Cette courte fable est saupoudrée de ce qui permet l’ambiguïté, à quasiment tous les vers : Certains / d’autres et Gascon / Normands vers 1, presque vers 2, apparemment vers 3, eût et volontiers vers 5… adjectifs, noms, adverbes, verbes : toutes les natures de mots sont convoquées. Le Mais concessif qui se détache au début du vers 6 prépare la chute ; le dit-il, au vers suivant, ce passage au discours indirect libre, annonce qu’on n’est déjà plus dans le récit mais dans la liberté d’affabulation de l’animal. La Fontaine ne met pas de guillemets, notez. On se place entre l’invention et la mauvaise foi, les fruits ne peuvent pas être en même temps vermeils et verts, n’est-ce pas. Dès lors, tout est possible. L’auteur ne se prive pas de surenchérir et se fait complice du renard ; mieux, il se fait renard à son tour : Fit-il, miroir du dit-il et tout aussi équivoque puisqu’il laisse la question sans réponse. Que le lecteur en fasse ce qu’il veut.

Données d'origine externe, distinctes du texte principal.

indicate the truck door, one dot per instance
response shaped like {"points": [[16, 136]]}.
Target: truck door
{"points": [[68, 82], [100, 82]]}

Drame miniature en deux actes. Première partie, premiers quatre vers, on plante le décor : le héros, son état, l’objet du délit. Deuxième temps, derniers quatre vers, on précise les doutes instillés, on conclut à deux voix. Et ces quatre octosyllabes qui cassent la platitude des alexandrins : ils sont la vraie ponctuation, la respiration de cette fable. Ils introduisent les fruits, centre de l’attention, apportent une explication (Mais…) puis un commentaire (Fit-il…). Si on devait résumer ce court texte, on ne garderait que les octosyllabes, ce sont eux qui comptent : on convoite des raisins situés trop hauts qui semblent beaux, on s’en détourne et c’est bien ainsi. Essayez avec les alexandrins, on n’y parvient pas !

Et c’est ainsi que La Fontaine est parmi les plus grands du grand siècle.

Commentaires

1. Le mardi 13 décembre 2011, 20:37 par Bill

16/20. Bravo. Vous avez votre bac de français.

2. Le mardi 13 décembre 2011, 22:09 par Romain

Il y avait une fable de La Fontaine a mon bac de français (ce n'était pas celle-là, je ne me souviens pas laquelle c'était), et je fus moyen.

3. Le vendredi 16 décembre 2011, 21:22 par Bill

Je ne te jette pas la pierre. Si je devais repasser mon bac de français aujourd'hui (ou n'importe quelle autre épreuve d'analyse et de réflexion philosophico-littéraire), je serai probablement plus efficace qu'alors (je n'avais était que pas tout à fait moyen). Je crois que ça s'appelle la maturité, tout simplement.